The Congress Mobile Home Park existed then in a swath of Austin that was home to junkyards, tire shops, ramshackle houses and seedy bars. Hill’s Cafe, not too far to the north, was probably the southern edge of respectability. Beverly’s, a few miles south, was the point of no return.

Colorado was sprawled out on the porch of his trailer when I got there at 4 p.m. 

“Let me drive her to the store,” he said. And he listened to the engine tell things only he could hear as we chugged back through the park and up Congress Avenue to a convenience store where he was greeted by name.

Colorado retrieved two six-packs of Busch tallboys, set ‘em on the counter and nodded at me. About $10 with tax — or 25% of my take-home pay for the day. He climbed into the truck and poured two of them into a large insulated mug and drank deeply.

I asked him what his plan was. 

“I’m going to drink this beer and saw that catalytic converter off.”

“Is that legal?”

“Well, don’t run over any cops and they won’t notice.”

“OK.”

And that’s what happened. He climbed under Old Red with a hacksaw and went to it, emerging every once in awhile to tell a story and take large, cartoonish drinks from his mug. When he got tired, I got under the truck for a little sawing and law-breaking of my own.

Finally, about the time it got too dark to continue, the saw broke through the second side and the clogged converter fell with a clank. Colorado emerged, dirty and grinning.

“There you go, boss.”

I thought about the effort he had put in. “Hell, let me pay you some money.”

“Nah,” he said, eyeing the surviving half of my six-pack. “You gonna take those with you?”

“No, you need them. I’m good.”

* * * * *

The rest of my day labor career would unravel over the next couple weeks. I would decide to go visit my parents for Christmas before returning to the journalism world in Southeast Texas. It was good timing — the storage building job was done and they were going to send us to work at some place called “Sun City” next.

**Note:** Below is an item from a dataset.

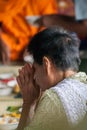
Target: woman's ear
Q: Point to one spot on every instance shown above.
(47, 64)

I would say goodbye to Colorado and I gave Max one of my nicer L.L. Bean jackets to augment his panhandling shirt.

(And, predictably, for the next four years, getting my truck inspected involved asking around until I found somewhere that didn’t lean too hard on the “inspecting” part.)

But at that moment, the night was cool as Old Red rumbled freshly out of the Congress Mobile Home Park and then accelerated up Interstate 35 like a scalded dog. 

At the moment, the night was young. I had $30 left in my pocket. There were bars up north. With a little help from a leathery old ex-miner, I was gonna get there fast.